In California, Democrats control both legislative houses by wide majorities and have a popular governor with a strong voter mandate. Yet the problem for public unions is the same. There just aren't enough mouth-breathing, phone-pwned Republicans to blame for it.

This is why the pension crisis is really a split within the Democratic coalition, which only looks like a Democrat/Republican issue. The container ships full of money you would need to solve (or even to keep ignoring) the problem just don't exist. You can put either party in charge, but nobody can make state budgets work without cutting compensation of government employees.

Gov. Jerry Brown was clear on this issue during the campaign, less so since taking office. But he is running out of time. From their spider holes in Orange County, Republican dead enders are upping the pressure on a governor whose campaign was largely bankrolled by organized labor. Assemblyman Allan Mansoor (R-Costa Mesa) has introduced a Wisconsin-type bill that would end collective bargaining by government employees. "Public sector unions have been a 50-year mistake," writes Jonah Goldberg, the most popular opinion columnist at the Los Angeles Times, who searches in vain for inspiring Joe Hill-type tales from the history of public labor organizing:

Do you recall the Great DMV cave-in of 1959? How about the travails of second-grade teachers recounted in Upton Sinclair's famous schoolhouse sequel to "The Jungle"? No? Don't feel bad, because no such horror stories exist.

Government workers were making good salaries in 1962 when President Kennedy lifted, by executive order (so much for democracy), the federal ban on government unions. Civil service regulations and similar laws had guaranteed good working conditions for generations.

A Gallup/USA Today poll shows widespread opposition to Wisconsin Gov. Scott Walker's plan to nix collective bargaining:

According to the survey, 61 percent of adults across the country oppose Walker plan to strip public workers of their rights (maybe people are stuck on that word—"rights," as in something that can't be taken away by fiat). Drilling down a bit, not only do Democrats oppose the idea overwhelmingly (18 percent in favor, 78 percent oppose), but independents line up against the idea by a 2-to-1 margin (31-62). Only Republicans like it, and that by a relatively close margin (54-41). This is the second poll released this week showing that Walker's idea is unpopular.

Zogby, on the other hand, shows Americans pretty blithe about the prospect of just ripping up signed contracts:

Two-thirds of likely voters agree that state legislatures have the authority to cut state employee salaries and 52% agree they can void collective bargaining agreements to reduce spending.

Voiding collective bargaining agreements is also seen as preferable to continuing to pay state employees at current levels or layoffs of state workers in order to reduce spending and control deficits.

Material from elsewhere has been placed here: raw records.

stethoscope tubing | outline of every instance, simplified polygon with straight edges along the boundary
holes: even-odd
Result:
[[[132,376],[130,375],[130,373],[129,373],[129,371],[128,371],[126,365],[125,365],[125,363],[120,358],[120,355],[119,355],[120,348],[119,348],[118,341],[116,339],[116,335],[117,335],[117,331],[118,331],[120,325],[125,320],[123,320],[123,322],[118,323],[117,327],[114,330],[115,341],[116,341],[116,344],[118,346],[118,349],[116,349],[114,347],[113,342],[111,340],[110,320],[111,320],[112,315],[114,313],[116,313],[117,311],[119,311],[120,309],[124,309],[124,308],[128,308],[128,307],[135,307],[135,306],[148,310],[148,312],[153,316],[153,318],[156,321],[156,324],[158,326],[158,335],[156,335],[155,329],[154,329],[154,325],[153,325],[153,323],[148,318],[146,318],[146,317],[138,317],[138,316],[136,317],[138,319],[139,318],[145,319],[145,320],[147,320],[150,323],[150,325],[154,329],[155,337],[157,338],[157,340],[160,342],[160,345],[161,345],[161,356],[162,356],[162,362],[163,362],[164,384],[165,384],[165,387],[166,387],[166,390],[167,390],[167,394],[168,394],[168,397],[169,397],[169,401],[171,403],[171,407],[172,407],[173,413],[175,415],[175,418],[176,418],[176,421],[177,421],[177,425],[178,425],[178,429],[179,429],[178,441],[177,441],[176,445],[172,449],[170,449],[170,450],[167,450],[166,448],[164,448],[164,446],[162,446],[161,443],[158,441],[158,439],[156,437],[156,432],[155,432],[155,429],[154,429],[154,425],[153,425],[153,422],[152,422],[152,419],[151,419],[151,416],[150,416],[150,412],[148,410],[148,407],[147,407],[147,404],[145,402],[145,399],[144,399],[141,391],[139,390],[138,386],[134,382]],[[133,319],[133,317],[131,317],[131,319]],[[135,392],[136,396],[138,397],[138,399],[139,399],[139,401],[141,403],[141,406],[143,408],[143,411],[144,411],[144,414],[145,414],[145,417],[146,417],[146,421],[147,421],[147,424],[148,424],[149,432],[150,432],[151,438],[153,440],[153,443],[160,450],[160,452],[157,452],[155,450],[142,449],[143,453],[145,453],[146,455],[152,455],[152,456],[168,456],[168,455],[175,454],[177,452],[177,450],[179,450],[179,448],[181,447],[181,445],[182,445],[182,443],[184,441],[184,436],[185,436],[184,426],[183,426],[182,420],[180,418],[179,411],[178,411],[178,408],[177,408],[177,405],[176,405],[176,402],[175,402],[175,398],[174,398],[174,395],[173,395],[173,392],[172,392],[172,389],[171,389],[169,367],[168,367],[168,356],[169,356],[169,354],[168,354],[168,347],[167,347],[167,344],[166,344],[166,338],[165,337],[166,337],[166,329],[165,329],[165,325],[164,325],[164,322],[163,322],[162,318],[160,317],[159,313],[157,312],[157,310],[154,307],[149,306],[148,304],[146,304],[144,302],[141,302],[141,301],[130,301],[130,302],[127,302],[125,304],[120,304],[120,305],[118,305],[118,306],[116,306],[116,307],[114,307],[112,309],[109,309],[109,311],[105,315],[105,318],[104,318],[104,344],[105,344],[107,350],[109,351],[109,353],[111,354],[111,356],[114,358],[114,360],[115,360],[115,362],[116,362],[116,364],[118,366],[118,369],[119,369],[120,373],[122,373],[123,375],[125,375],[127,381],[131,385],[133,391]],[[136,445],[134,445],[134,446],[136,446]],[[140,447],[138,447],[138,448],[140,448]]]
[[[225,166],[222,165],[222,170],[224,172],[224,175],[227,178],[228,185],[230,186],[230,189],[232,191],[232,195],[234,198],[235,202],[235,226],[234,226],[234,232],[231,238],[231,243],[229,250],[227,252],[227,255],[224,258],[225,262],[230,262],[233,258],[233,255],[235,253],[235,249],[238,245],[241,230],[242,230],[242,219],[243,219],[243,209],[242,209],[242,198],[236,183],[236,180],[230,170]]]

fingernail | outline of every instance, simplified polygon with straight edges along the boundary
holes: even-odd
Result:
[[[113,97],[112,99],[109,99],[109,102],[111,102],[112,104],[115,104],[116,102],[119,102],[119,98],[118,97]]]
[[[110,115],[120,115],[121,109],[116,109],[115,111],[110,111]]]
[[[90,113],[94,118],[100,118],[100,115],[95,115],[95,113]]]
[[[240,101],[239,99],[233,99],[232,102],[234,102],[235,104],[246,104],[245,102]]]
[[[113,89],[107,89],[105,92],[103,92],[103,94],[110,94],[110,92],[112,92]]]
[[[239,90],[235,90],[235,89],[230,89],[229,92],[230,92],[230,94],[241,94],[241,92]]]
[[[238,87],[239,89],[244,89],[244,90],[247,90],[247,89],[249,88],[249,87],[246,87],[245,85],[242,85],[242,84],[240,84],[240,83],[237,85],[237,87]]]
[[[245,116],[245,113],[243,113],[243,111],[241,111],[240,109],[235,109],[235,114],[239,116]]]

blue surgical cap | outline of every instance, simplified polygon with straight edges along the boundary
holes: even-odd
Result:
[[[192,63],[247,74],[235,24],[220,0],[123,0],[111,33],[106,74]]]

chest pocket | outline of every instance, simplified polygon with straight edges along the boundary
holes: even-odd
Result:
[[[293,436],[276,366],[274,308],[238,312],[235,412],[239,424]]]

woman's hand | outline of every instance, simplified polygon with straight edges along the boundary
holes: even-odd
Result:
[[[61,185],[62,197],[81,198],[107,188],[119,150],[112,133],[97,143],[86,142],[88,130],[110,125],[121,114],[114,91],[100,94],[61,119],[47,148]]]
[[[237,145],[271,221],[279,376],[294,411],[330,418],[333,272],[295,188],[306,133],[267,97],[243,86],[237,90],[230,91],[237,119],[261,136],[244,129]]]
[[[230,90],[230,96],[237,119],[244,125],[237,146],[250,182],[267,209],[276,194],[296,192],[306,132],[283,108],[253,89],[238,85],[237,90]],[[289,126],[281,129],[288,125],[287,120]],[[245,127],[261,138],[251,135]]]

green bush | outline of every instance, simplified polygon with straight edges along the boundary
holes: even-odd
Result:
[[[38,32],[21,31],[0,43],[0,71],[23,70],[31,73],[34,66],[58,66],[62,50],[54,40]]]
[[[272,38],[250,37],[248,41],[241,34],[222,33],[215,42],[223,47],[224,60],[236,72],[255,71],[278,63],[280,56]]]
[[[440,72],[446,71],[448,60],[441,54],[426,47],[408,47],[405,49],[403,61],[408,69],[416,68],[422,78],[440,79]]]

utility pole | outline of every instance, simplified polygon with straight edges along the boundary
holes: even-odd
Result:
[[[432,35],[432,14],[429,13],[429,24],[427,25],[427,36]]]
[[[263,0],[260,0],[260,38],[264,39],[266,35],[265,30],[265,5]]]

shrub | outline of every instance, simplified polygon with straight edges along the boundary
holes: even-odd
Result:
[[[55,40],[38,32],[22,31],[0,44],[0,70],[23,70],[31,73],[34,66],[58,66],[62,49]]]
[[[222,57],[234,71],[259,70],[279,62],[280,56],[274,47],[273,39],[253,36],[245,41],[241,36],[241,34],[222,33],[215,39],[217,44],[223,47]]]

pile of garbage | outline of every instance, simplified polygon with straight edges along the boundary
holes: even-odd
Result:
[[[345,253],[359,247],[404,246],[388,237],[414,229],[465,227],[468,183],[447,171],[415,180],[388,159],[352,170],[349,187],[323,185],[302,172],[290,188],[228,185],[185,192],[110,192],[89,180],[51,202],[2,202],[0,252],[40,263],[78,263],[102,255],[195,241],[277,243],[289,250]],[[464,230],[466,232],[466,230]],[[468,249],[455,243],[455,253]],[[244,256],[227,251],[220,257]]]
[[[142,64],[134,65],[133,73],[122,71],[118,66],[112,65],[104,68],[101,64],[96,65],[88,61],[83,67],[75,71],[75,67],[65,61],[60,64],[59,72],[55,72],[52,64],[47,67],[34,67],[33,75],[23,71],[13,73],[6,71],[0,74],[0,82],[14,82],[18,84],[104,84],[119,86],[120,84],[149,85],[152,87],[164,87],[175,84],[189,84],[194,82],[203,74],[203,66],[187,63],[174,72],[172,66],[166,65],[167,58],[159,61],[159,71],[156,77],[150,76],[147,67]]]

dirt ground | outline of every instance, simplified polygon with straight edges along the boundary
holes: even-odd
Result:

I'm beginning to think people who answer polls are not like me. It seems to me there's an obvious conflict of interest in having government employees use union leverage against taxpayers. It also seems like bad medicine to just up and void a contract that, no matter how bad it is, was signed by both sides. Yet here are the American people, ready to do both.

I don't think that can last. The political fight is only a distraction. There's an essential contradiction in public sector unionization, and it becomes more clear as the state budget crisis goes on.